Après quelques instans d’agitation, le maire de Saint-Léonard se leva, et s’exprima en ces termes, au milieu d’un religieux silence :

— Notre digne ami, nos cœurs tout entiers vous suivront dans votre retraite. Vous avez été, pendant vingt-cinq ans, le dieu sauveur de notre ville et de nos campagnes.
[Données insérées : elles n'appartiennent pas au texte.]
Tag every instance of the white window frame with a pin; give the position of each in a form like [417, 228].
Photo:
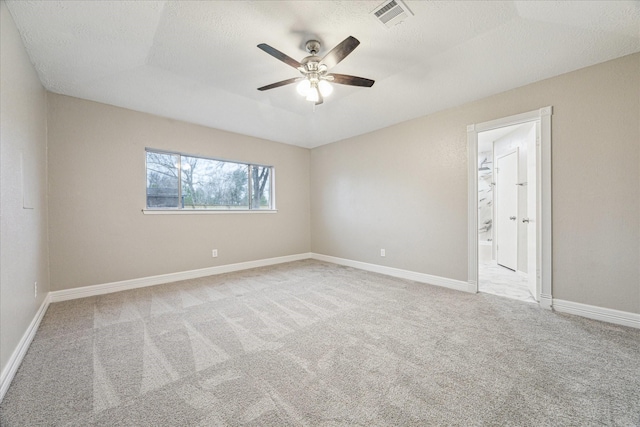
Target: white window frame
[230, 209]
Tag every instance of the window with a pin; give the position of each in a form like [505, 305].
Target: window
[181, 181]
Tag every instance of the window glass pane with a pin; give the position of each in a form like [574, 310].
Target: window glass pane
[162, 180]
[214, 184]
[260, 187]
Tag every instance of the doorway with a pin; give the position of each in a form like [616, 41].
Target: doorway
[510, 206]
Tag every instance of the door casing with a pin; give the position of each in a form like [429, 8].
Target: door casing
[543, 195]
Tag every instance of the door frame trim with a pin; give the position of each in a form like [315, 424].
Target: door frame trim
[543, 222]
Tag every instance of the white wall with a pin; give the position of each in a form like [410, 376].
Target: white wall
[23, 232]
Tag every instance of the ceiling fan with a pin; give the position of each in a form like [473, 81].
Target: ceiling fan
[314, 84]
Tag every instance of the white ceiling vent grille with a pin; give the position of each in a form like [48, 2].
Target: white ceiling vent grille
[392, 12]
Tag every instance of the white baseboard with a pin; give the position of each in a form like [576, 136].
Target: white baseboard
[23, 345]
[458, 285]
[124, 285]
[598, 313]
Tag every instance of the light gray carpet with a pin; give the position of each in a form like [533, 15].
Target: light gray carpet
[310, 343]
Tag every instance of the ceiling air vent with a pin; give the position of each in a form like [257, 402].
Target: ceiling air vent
[392, 13]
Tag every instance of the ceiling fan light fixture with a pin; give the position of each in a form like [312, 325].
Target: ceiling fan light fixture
[303, 87]
[313, 94]
[325, 87]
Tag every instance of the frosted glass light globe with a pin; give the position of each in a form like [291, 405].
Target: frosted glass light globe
[303, 87]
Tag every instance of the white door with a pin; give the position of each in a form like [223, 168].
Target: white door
[507, 210]
[532, 208]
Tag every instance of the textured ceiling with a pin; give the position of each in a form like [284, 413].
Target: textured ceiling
[197, 61]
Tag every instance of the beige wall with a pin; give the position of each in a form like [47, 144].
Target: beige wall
[98, 233]
[23, 232]
[404, 188]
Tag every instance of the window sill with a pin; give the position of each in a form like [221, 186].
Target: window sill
[206, 211]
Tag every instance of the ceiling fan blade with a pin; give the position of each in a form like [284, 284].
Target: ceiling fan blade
[279, 55]
[345, 79]
[282, 83]
[340, 52]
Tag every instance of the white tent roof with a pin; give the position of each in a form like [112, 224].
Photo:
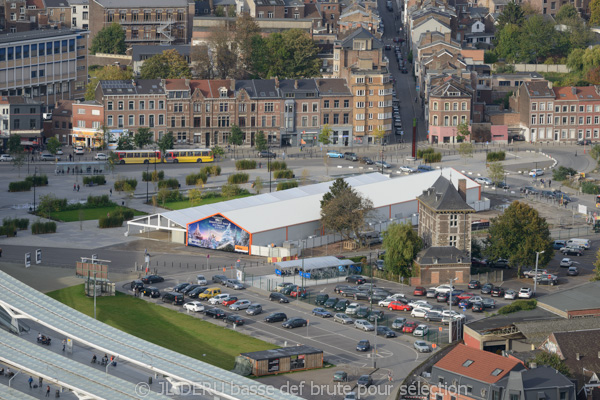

Votre probité, vos talens, votre esprit, votre caractère et votre amour du bien public, laisseront parmi nous des souvenirs qui ne s’effaceront jamais. Vos concitoyens vous expriment ici, par ma voix, leur reconnaissance. (Émotion universelle ; le bon docteur essuie ses yeux.) Que votre fils suive l’exemple de vos vertus et de vos mérites, que Célestin nous rende son père : à ce titre, il ne trouvera parmi nous qu’estime, appui et bienveillance. (Applaudissemens.)

Le maire s’étant assis, Célestin se leva à son tour et prit la parole. Lord Flamborough s’était endormi.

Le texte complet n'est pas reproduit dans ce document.